Calculate gradient of output w.r.t input before adding noise

Hi all,
Suppose my my input img is processed by adding noise (noisy_img) before feed into model, when I tried gradients = autograd.grad(outputs=output, inputs=img) I can’t get the gradient. But if I use gradients = autograd.grad(outputs=output, inputs=noisy_img) , it seems working without error. I set both img and noisy_img requires_grad=True.
What’s the proper way to get the gradients of output w.r.t. img in this case?
Thank you.


You need to make sure that you set the requires_grad field before using the img to compute the noisy_img.
If you do so, can you share the code that generates the noisy image as well as the error you see?

Hi albanD,
Here is a simple DAE code

import torch
from torch import nn
from torch.autograd import Variable
from import DataLoader
from torchvision import transforms
from torchvision.datasets import MNIST
import torch.autograd as autograd
import numpy as np

# ref:

num_epochs = 20
batch_size = 128 
learning_rate = 1e-3
img_transform = transforms.Compose([

dataset = MNIST('../data', transform=img_transform, download=False)
dataloader = DataLoader(dataset, batch_size=batch_size, shuffle=True)

def to_img(x):
    x = x.view(x.size(0), 1, 28, 28)
    return x

def add_noise(img):
    noise = torch.randn(img.size()) * std + mean
    noisy_img = img + noise.cuda()
    return noisy_img

class autoencoder(nn.Module):
    def __init__(self):
        super(autoencoder, self).__init__()
        self.encoder = nn.Sequential(
            nn.Linear(28 * 28, 256),
            nn.Linear(256, 64),
        self.decoder = nn.Sequential(
            nn.Linear(64, 256),
            nn.Linear(256, 28 * 28),

    def forward(self, x):
        x = self.encoder(x)
        x = self.decoder(x)
        return x

model = autoencoder().cuda()
criterion = nn.BCELoss()
optimizer = torch.optim.Adam(
    model.parameters(), lr=learning_rate, weight_decay=1e-5)

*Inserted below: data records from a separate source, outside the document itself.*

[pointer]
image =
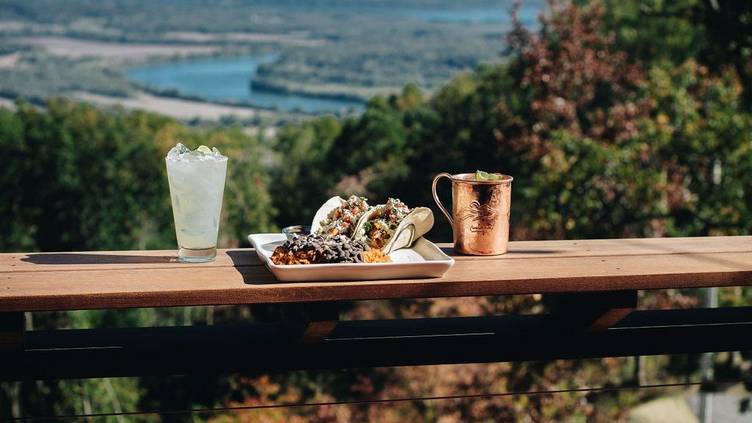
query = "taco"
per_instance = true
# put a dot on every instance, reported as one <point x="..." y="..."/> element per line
<point x="339" y="216"/>
<point x="391" y="226"/>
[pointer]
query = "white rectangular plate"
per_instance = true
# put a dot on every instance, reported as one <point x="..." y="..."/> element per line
<point x="423" y="260"/>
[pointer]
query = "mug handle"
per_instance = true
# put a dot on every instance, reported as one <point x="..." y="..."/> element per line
<point x="436" y="197"/>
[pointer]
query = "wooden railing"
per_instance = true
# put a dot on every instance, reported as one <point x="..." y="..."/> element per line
<point x="590" y="288"/>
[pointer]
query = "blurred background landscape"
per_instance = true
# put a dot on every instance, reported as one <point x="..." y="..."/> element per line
<point x="616" y="118"/>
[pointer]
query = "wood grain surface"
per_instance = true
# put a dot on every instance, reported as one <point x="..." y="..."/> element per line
<point x="121" y="279"/>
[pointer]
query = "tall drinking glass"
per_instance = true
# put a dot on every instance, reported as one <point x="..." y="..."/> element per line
<point x="197" y="182"/>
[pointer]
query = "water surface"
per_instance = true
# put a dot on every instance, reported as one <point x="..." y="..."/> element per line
<point x="227" y="79"/>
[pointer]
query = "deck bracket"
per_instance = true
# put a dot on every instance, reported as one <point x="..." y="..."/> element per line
<point x="590" y="311"/>
<point x="12" y="328"/>
<point x="311" y="322"/>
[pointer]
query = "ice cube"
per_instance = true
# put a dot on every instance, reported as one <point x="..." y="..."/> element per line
<point x="176" y="152"/>
<point x="201" y="154"/>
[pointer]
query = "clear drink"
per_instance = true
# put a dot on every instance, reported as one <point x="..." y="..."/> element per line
<point x="197" y="182"/>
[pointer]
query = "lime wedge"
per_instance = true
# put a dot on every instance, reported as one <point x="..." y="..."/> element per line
<point x="486" y="176"/>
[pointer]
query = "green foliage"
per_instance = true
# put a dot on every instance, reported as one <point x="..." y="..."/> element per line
<point x="636" y="134"/>
<point x="81" y="179"/>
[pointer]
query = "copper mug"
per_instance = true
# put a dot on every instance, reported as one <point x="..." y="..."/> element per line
<point x="480" y="213"/>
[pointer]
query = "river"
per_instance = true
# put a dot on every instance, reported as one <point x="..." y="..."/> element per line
<point x="227" y="79"/>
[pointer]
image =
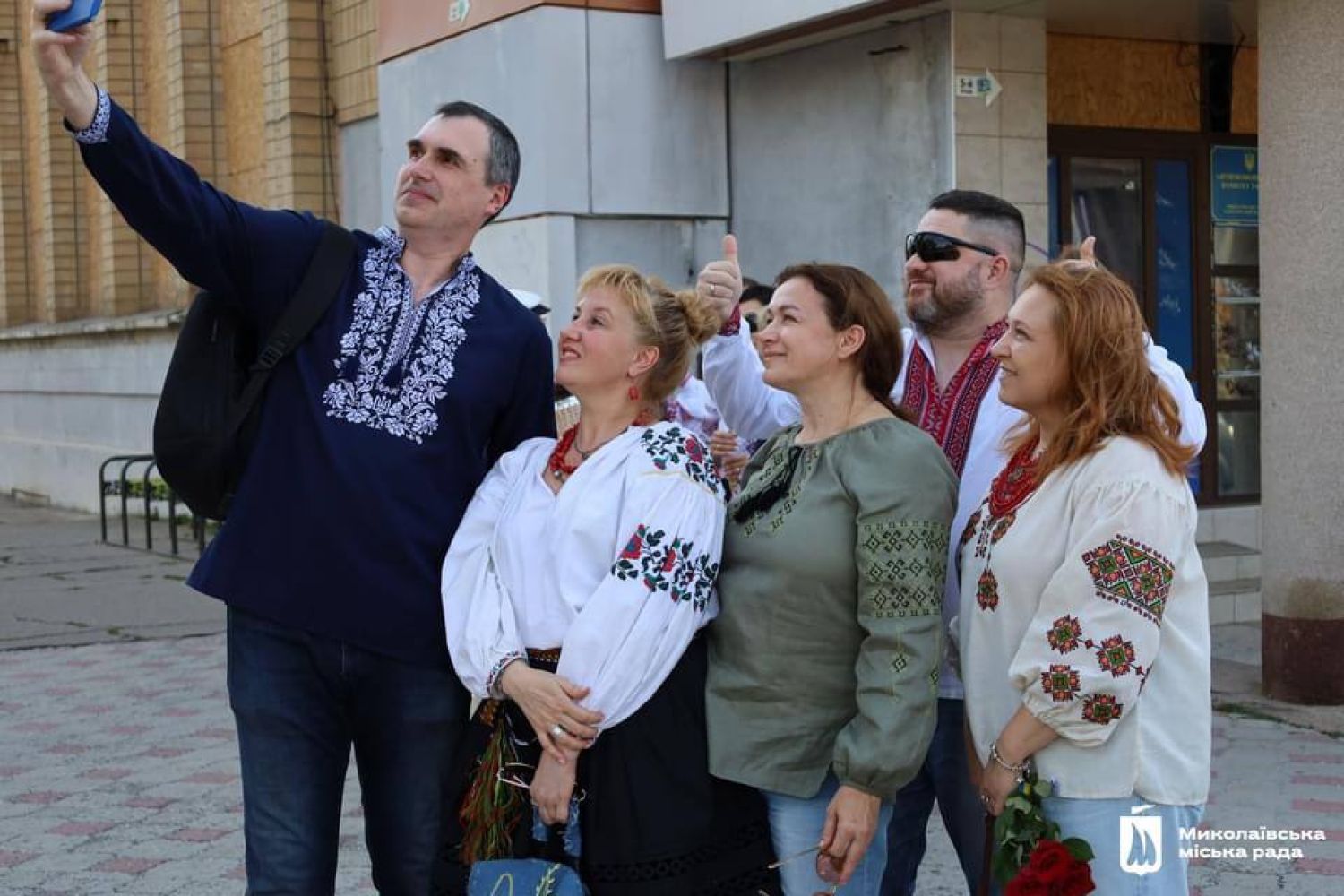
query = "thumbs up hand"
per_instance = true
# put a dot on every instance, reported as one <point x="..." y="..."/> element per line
<point x="719" y="284"/>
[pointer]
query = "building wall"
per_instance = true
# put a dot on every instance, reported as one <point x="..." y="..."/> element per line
<point x="1145" y="85"/>
<point x="1002" y="145"/>
<point x="254" y="94"/>
<point x="624" y="153"/>
<point x="836" y="151"/>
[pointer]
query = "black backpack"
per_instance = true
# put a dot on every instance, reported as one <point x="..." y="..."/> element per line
<point x="206" y="422"/>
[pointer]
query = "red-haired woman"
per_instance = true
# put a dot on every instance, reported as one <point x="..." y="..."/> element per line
<point x="1085" y="608"/>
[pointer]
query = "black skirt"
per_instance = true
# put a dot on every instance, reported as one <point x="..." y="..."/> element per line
<point x="653" y="821"/>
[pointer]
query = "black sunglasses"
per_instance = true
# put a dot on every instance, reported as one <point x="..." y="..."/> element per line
<point x="940" y="247"/>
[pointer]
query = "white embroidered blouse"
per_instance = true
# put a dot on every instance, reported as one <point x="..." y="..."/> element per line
<point x="617" y="568"/>
<point x="1089" y="606"/>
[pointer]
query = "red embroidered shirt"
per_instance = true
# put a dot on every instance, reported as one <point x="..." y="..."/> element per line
<point x="949" y="416"/>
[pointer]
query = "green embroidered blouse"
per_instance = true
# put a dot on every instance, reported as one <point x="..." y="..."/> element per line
<point x="827" y="648"/>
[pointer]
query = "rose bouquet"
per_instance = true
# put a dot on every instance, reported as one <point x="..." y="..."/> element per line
<point x="1030" y="857"/>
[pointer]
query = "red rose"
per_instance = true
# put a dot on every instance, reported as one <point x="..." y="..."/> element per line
<point x="1048" y="858"/>
<point x="1027" y="884"/>
<point x="632" y="548"/>
<point x="1078" y="880"/>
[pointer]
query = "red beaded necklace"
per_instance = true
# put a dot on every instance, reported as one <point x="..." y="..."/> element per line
<point x="561" y="469"/>
<point x="556" y="465"/>
<point x="1015" y="482"/>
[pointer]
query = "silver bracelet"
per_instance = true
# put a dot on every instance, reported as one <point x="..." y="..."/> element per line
<point x="1015" y="767"/>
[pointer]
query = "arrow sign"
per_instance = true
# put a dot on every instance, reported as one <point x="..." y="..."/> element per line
<point x="983" y="85"/>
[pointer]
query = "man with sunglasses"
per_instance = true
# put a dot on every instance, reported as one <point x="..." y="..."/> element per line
<point x="961" y="276"/>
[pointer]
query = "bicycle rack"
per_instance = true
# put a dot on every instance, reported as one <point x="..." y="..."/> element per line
<point x="120" y="487"/>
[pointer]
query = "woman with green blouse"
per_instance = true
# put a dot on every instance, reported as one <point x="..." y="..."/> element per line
<point x="824" y="659"/>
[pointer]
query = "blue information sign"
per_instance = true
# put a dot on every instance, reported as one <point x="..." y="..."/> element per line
<point x="1234" y="191"/>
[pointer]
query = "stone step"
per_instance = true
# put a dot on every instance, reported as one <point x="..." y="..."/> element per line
<point x="1234" y="600"/>
<point x="1228" y="562"/>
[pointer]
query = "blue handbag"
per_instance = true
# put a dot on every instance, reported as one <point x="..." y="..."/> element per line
<point x="534" y="876"/>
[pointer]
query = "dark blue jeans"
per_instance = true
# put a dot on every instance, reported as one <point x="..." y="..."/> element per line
<point x="301" y="702"/>
<point x="943" y="777"/>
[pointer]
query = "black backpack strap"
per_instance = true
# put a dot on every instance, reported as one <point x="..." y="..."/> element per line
<point x="325" y="271"/>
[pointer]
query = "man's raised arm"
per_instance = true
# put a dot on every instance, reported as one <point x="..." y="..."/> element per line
<point x="733" y="373"/>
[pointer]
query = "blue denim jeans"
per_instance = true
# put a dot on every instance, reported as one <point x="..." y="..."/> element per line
<point x="1098" y="821"/>
<point x="796" y="825"/>
<point x="301" y="702"/>
<point x="943" y="778"/>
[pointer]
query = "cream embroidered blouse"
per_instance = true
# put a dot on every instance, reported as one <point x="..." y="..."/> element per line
<point x="1089" y="606"/>
<point x="617" y="568"/>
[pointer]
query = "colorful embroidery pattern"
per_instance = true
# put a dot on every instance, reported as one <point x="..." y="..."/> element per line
<point x="1116" y="656"/>
<point x="382" y="382"/>
<point x="677" y="449"/>
<point x="903" y="567"/>
<point x="1061" y="683"/>
<point x="969" y="532"/>
<point x="949" y="416"/>
<point x="1064" y="633"/>
<point x="1102" y="710"/>
<point x="992" y="530"/>
<point x="986" y="591"/>
<point x="494" y="677"/>
<point x="672" y="567"/>
<point x="1132" y="575"/>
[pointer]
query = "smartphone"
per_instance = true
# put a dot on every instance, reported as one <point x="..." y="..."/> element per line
<point x="81" y="13"/>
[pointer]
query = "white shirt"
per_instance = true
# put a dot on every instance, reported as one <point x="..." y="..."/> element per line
<point x="754" y="411"/>
<point x="1089" y="605"/>
<point x="617" y="568"/>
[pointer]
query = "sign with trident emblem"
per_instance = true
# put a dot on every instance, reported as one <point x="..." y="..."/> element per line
<point x="1140" y="841"/>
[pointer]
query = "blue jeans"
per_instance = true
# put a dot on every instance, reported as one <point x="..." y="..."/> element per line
<point x="301" y="702"/>
<point x="1098" y="821"/>
<point x="943" y="777"/>
<point x="796" y="825"/>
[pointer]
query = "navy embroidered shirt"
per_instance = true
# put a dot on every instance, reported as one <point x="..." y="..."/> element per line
<point x="374" y="433"/>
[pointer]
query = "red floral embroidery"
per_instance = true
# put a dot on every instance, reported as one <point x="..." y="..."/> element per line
<point x="969" y="532"/>
<point x="1064" y="633"/>
<point x="1102" y="710"/>
<point x="672" y="567"/>
<point x="949" y="416"/>
<point x="1061" y="683"/>
<point x="986" y="591"/>
<point x="1116" y="656"/>
<point x="679" y="449"/>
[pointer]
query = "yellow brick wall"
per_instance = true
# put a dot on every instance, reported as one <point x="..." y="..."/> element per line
<point x="13" y="226"/>
<point x="249" y="91"/>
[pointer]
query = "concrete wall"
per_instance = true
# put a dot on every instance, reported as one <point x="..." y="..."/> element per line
<point x="69" y="402"/>
<point x="362" y="185"/>
<point x="1002" y="147"/>
<point x="836" y="152"/>
<point x="701" y="26"/>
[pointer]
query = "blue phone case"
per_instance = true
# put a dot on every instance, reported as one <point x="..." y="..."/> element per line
<point x="81" y="13"/>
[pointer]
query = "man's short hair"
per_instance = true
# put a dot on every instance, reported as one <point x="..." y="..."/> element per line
<point x="988" y="212"/>
<point x="504" y="161"/>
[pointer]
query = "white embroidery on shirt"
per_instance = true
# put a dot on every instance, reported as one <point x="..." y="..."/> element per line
<point x="382" y="344"/>
<point x="97" y="129"/>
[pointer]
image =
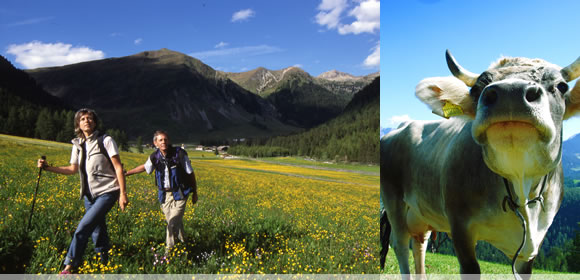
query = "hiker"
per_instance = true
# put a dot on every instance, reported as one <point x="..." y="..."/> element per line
<point x="175" y="180"/>
<point x="96" y="158"/>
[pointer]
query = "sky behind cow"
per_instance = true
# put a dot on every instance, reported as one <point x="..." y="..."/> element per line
<point x="416" y="34"/>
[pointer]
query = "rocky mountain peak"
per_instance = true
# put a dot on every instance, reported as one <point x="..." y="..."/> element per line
<point x="335" y="75"/>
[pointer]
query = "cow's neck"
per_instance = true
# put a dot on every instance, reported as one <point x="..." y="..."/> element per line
<point x="524" y="167"/>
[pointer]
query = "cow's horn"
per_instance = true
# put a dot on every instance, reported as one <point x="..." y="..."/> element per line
<point x="459" y="72"/>
<point x="572" y="71"/>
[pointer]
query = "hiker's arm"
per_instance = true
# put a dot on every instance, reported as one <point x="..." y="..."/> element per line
<point x="138" y="169"/>
<point x="65" y="170"/>
<point x="123" y="201"/>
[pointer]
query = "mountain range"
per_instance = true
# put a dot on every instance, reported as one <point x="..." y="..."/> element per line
<point x="571" y="157"/>
<point x="169" y="90"/>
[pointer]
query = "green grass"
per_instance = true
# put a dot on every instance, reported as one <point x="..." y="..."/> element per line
<point x="245" y="221"/>
<point x="445" y="264"/>
<point x="324" y="164"/>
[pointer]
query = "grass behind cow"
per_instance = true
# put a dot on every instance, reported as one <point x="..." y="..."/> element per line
<point x="252" y="217"/>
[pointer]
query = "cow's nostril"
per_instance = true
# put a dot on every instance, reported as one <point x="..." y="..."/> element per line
<point x="533" y="94"/>
<point x="489" y="96"/>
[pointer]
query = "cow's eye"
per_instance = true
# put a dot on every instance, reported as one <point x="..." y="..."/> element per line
<point x="562" y="87"/>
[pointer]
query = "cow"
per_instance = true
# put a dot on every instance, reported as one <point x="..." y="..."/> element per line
<point x="491" y="171"/>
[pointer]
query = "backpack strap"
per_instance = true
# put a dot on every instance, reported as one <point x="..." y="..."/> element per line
<point x="100" y="142"/>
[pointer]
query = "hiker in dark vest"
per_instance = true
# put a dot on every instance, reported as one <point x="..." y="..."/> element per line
<point x="96" y="158"/>
<point x="175" y="180"/>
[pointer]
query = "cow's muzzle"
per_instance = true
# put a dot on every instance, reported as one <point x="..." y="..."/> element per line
<point x="513" y="104"/>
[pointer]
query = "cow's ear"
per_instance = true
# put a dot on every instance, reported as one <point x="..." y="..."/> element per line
<point x="446" y="96"/>
<point x="573" y="101"/>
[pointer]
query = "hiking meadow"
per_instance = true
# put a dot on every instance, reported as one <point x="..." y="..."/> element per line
<point x="274" y="216"/>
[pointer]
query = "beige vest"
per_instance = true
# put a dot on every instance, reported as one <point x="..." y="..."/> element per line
<point x="101" y="176"/>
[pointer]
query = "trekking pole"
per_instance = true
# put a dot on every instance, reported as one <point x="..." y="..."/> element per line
<point x="35" y="191"/>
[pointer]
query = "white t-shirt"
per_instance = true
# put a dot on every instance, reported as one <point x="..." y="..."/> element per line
<point x="110" y="146"/>
<point x="186" y="162"/>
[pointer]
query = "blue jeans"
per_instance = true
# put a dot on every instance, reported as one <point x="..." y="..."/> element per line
<point x="92" y="224"/>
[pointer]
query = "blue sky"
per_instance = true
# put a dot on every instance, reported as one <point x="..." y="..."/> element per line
<point x="232" y="36"/>
<point x="415" y="34"/>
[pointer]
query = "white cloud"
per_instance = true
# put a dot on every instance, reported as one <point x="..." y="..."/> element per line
<point x="367" y="14"/>
<point x="38" y="54"/>
<point x="395" y="121"/>
<point x="243" y="15"/>
<point x="242" y="51"/>
<point x="368" y="18"/>
<point x="374" y="59"/>
<point x="29" y="21"/>
<point x="330" y="12"/>
<point x="221" y="45"/>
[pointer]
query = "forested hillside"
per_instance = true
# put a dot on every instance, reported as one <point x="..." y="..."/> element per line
<point x="352" y="136"/>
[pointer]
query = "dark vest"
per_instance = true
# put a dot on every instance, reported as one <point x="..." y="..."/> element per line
<point x="179" y="180"/>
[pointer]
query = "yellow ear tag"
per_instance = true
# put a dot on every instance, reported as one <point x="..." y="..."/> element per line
<point x="450" y="110"/>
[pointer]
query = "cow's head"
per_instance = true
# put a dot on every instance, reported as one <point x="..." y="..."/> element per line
<point x="517" y="107"/>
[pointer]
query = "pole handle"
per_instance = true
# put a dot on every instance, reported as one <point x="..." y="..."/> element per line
<point x="35" y="192"/>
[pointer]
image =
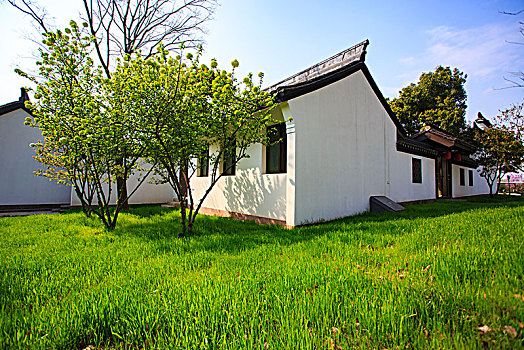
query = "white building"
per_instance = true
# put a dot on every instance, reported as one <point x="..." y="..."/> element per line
<point x="342" y="145"/>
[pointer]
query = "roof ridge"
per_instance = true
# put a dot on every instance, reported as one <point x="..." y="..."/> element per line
<point x="356" y="53"/>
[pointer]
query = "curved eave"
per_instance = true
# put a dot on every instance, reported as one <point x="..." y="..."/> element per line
<point x="286" y="93"/>
<point x="413" y="147"/>
<point x="13" y="106"/>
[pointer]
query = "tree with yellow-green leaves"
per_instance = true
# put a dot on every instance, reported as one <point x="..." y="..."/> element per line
<point x="194" y="118"/>
<point x="83" y="135"/>
<point x="168" y="111"/>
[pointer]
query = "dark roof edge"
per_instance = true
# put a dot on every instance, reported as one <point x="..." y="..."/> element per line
<point x="467" y="162"/>
<point x="20" y="104"/>
<point x="410" y="146"/>
<point x="287" y="93"/>
<point x="328" y="61"/>
<point x="382" y="100"/>
<point x="13" y="106"/>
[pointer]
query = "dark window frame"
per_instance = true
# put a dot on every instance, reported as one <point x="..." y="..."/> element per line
<point x="232" y="157"/>
<point x="203" y="171"/>
<point x="416" y="170"/>
<point x="277" y="139"/>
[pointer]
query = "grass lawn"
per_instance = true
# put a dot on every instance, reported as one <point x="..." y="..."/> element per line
<point x="430" y="276"/>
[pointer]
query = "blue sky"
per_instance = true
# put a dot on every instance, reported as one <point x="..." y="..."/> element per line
<point x="283" y="37"/>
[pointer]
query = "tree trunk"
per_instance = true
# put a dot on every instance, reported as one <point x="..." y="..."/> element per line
<point x="121" y="188"/>
<point x="183" y="198"/>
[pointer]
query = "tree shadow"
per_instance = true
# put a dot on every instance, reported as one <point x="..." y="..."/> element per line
<point x="253" y="193"/>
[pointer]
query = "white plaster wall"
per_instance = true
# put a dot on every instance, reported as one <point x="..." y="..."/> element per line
<point x="480" y="186"/>
<point x="147" y="193"/>
<point x="346" y="152"/>
<point x="401" y="186"/>
<point x="18" y="184"/>
<point x="249" y="191"/>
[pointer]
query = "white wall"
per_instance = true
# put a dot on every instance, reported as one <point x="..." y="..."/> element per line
<point x="147" y="193"/>
<point x="346" y="152"/>
<point x="249" y="191"/>
<point x="480" y="186"/>
<point x="18" y="184"/>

def calc_gradient_penalty(output, img):

    gradients = autograd.grad(outputs=output, inputs=img,
                              create_graph=True, retain_graph=True, only_inputs=True)[0]
    gradient_penalty = ((gradients.norm(2, dim=1) - 1) ** 2).mean() 
    return gradient_penalty

for epoch in range(num_epochs):
    for data in dataloader:
        img, _ = data
        img = img.view(img.size(0), -1)
        img = Variable(img).cuda()
        img = autograd.Variable(img, requires_grad=True)
        noisy_img = add_noise(img)
        noisy_img = Variable(noisy_img).cuda()
        # ===================forward=====================
        output = model(noisy_img)
        gradient_penalty = calc_gradient_penalty(output, img)
        img.requires_grad = False
        loss = criterion(output, img)
        loss = loss + gradient_penalty

        # ===================backward====================

The error I got before print is RuntimeError: One of the differentiated Tensors appears to not have been used in the graph. Set allow_unused=True if this is the desired behavior.
Thank you.


You should remove all the calls to Variable and that should fix it:

        img = img.view(img.size(0), -1)
        img = img.cuda().requires_grad_()
        noisy_img = add_noise(img)

Thank you. It works. Can you explain why img = autograd.Variable(img, requires_grad=True) not working in this case? It still sets requires_grad=True right?
Thanks for your time.

The problem is with Variable(noisy_img) I think that effectively does the same as noisy_img.detach() and so breaks the graph.